The filing shows an internal shift from preferred to common equity rather than open-market buying or selling. After conversion, Artal Participations S.a r.l. indirectly holds 175,156,062 common shares, underscoring its role as a major shareholder. The change mainly affects capital structure and voting alignment between preferred and common classes.

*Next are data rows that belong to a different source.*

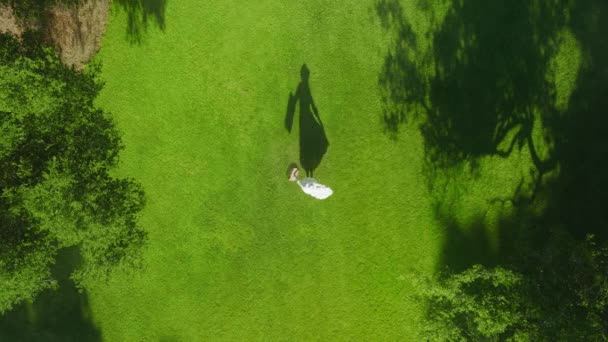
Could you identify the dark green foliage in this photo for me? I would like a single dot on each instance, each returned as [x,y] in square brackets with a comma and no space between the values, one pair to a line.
[56,191]
[559,293]
[474,305]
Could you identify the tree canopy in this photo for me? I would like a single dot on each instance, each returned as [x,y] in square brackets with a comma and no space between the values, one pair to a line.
[56,154]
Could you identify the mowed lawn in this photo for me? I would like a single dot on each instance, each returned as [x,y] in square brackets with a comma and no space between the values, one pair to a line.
[235,251]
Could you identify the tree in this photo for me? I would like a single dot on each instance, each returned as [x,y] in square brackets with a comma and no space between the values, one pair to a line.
[555,293]
[475,305]
[56,153]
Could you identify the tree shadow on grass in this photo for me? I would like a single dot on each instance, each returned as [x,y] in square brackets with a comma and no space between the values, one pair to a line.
[139,14]
[485,88]
[313,141]
[55,315]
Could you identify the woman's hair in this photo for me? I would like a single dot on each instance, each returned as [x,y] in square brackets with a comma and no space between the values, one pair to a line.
[290,169]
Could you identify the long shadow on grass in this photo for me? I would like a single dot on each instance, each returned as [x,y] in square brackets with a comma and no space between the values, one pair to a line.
[313,141]
[479,91]
[55,315]
[139,14]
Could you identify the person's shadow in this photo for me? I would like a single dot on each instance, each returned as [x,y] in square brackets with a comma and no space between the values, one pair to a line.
[313,141]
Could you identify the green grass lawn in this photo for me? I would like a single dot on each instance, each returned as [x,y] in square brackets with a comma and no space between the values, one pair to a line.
[235,251]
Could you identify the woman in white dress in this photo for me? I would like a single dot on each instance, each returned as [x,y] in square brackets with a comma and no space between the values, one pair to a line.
[308,185]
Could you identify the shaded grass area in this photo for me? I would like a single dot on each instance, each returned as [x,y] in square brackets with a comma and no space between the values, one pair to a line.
[56,315]
[500,81]
[509,98]
[139,15]
[235,250]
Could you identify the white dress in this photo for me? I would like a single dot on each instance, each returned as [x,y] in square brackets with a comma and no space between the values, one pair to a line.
[314,189]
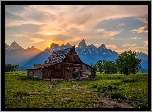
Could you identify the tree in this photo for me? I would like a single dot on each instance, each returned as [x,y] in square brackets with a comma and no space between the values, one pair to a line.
[127,62]
[36,65]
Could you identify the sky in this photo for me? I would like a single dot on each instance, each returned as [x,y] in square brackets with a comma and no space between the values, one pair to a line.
[119,27]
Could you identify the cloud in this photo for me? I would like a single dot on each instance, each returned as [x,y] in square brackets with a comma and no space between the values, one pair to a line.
[13,23]
[126,45]
[106,33]
[143,29]
[135,38]
[35,40]
[144,20]
[113,47]
[145,42]
[122,24]
[136,49]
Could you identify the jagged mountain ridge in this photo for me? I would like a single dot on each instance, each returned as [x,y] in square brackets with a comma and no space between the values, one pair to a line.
[88,54]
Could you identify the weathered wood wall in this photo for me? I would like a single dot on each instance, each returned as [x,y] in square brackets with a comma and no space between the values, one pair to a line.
[35,73]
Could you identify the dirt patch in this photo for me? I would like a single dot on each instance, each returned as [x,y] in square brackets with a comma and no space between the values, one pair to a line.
[108,103]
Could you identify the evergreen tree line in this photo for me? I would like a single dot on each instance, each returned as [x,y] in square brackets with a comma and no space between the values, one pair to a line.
[11,68]
[126,63]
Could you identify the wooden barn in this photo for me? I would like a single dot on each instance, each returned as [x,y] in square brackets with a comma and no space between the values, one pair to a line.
[63,64]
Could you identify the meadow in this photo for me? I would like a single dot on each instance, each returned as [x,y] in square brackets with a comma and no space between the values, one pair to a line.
[106,91]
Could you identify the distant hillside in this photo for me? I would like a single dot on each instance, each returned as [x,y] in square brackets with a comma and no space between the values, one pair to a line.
[15,54]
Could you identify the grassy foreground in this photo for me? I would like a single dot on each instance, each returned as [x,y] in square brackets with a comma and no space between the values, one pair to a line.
[24,92]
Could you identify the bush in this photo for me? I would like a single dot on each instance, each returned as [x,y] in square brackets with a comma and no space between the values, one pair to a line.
[117,95]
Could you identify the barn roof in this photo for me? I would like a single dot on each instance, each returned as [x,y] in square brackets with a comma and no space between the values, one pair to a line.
[57,56]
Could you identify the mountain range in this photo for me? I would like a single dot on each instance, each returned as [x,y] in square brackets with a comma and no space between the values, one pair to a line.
[15,54]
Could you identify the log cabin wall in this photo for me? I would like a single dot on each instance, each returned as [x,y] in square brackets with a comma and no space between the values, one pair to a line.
[64,64]
[35,73]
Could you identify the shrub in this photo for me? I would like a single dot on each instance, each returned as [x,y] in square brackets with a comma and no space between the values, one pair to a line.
[117,95]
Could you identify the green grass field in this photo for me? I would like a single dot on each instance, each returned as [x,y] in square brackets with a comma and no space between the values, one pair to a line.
[24,92]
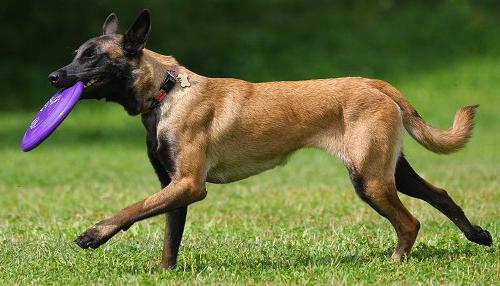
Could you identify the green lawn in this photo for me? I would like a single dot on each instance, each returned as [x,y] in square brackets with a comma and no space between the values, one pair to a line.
[299,224]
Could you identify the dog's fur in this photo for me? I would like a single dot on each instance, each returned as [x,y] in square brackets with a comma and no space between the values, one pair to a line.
[222,130]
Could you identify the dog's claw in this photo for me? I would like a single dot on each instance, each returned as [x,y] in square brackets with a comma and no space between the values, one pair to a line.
[94,237]
[480,236]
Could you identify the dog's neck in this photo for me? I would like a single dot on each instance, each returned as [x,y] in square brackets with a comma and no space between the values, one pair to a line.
[149,75]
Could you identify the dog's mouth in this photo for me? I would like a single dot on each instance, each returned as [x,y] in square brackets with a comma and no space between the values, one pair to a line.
[92,83]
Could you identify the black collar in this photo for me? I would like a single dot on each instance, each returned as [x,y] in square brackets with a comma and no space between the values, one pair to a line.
[165,87]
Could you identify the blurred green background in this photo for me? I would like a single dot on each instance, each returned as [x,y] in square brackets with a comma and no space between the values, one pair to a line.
[298,224]
[257,40]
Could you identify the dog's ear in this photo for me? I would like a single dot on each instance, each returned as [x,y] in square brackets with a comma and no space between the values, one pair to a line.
[137,35]
[110,25]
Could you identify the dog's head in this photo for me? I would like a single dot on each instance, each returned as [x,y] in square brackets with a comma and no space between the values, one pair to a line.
[106,64]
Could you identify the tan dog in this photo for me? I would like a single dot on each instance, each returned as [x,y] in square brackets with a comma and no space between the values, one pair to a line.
[219,130]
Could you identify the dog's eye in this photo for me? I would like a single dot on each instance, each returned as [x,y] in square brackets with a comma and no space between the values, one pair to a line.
[88,53]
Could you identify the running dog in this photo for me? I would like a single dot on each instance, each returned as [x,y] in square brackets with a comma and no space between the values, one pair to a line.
[222,130]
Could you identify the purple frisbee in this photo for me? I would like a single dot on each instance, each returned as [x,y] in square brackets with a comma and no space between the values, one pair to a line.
[51,115]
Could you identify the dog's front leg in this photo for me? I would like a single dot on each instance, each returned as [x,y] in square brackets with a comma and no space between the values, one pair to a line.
[174,220]
[174,227]
[178,194]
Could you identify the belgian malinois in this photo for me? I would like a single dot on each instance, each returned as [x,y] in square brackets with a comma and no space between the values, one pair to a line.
[221,130]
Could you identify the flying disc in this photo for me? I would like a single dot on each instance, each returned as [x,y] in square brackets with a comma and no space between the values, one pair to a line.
[51,115]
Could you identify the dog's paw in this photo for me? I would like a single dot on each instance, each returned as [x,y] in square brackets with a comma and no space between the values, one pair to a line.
[96,235]
[480,236]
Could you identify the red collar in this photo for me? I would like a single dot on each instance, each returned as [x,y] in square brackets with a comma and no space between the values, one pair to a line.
[167,85]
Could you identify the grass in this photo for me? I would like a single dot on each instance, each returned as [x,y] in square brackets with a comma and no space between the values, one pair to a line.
[298,224]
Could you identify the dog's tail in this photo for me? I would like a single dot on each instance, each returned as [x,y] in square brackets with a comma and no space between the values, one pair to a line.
[436,140]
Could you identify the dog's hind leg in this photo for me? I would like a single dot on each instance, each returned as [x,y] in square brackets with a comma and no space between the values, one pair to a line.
[410,183]
[381,195]
[372,147]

Because there are no discretionary market trades or new cash flows here, the informational signal is modest. The update clarifies ownership and confirms that the conditional terms tied to shareholder approval were satisfied on April 30, 2026, completing this stage of the financing structure.
Insider Trade Summary
| Type | Security | Shares | Price | Value |
|---|---|---|---|---|
| Grant/Award | Series B Convertible Preferred Stock | 408,434.7 | $0.00 | -- |
| Exercise | Series B Convertible Preferred Stock | 408,434.7 | $0.00 | -- |
| Exercise | Common Stock | 20,421,735 | $0.00 | -- |
Footnotes (1)
- Pursuant to the terms of a Preferred Stock Purchase Agreement, dated as of January 29, 2026, Artal Participations S.a r.l. acquired an aggregate of 408,434.70 shares of Series B convertible preferred stock, $0.01 par value per share (the "Preferred Stock") of the Issuer at a price of $65.00 per share. Each share of Preferred Stock would automatically convert into 50 shares of the Issuer's common stock, par value $0.001 per share (the "Common Stock") upon receipt of shareholder approval and the satisfaction of certain other conditions (the "Conditions"); however, absent the satisfaction of such conditions, the shares were not convertible, and as such, the Preferred Stock was originally reported on Table I. On April 30, 2026, all Conditions were met, and the 408,434.70 shares of Preferred Stock became derivative securities and automatically converted into 20,421,735 shares of Issuer Common Stock. These securities are directly held by Artal Participations S.a r.l. The sole shareholder of Artal Participations S.a r.l. is Artal International S.C.A. The managing partner of Artal International S.C.A. is Artal International Management S.A. The sole stockholder of Artal International Management S.A. is Artal Group S.A. The parent company of Artal Group S.A. is Westend S.A. The majority stockholder of Westend S.A. is Stichting Administratiekantoor Westend (the "Stichting"). Mr. Amaury Wittouck is the sole member of the board of the Stichting. Each of the Reporting Persons (other than to the extent it directly holds securities reported herein) disclaims beneficial ownership of the securities held by the other Reporting Persons, except to the extent of such Reporting Person's pecuniary interest therein, and, pursuant to Rule 16a-1(a)(4) under the Securities Exchange Act of 1934, as amended (the "Exchange Act"), each of the Reporting Persons (other than to the extent it directly holds securities reported herein) states that the inclusion of these securities in this report shall not be deemed an admission of beneficial ownership of all of the reported securities for purposes of Section 16 of the Exchange Act or for any other purpose.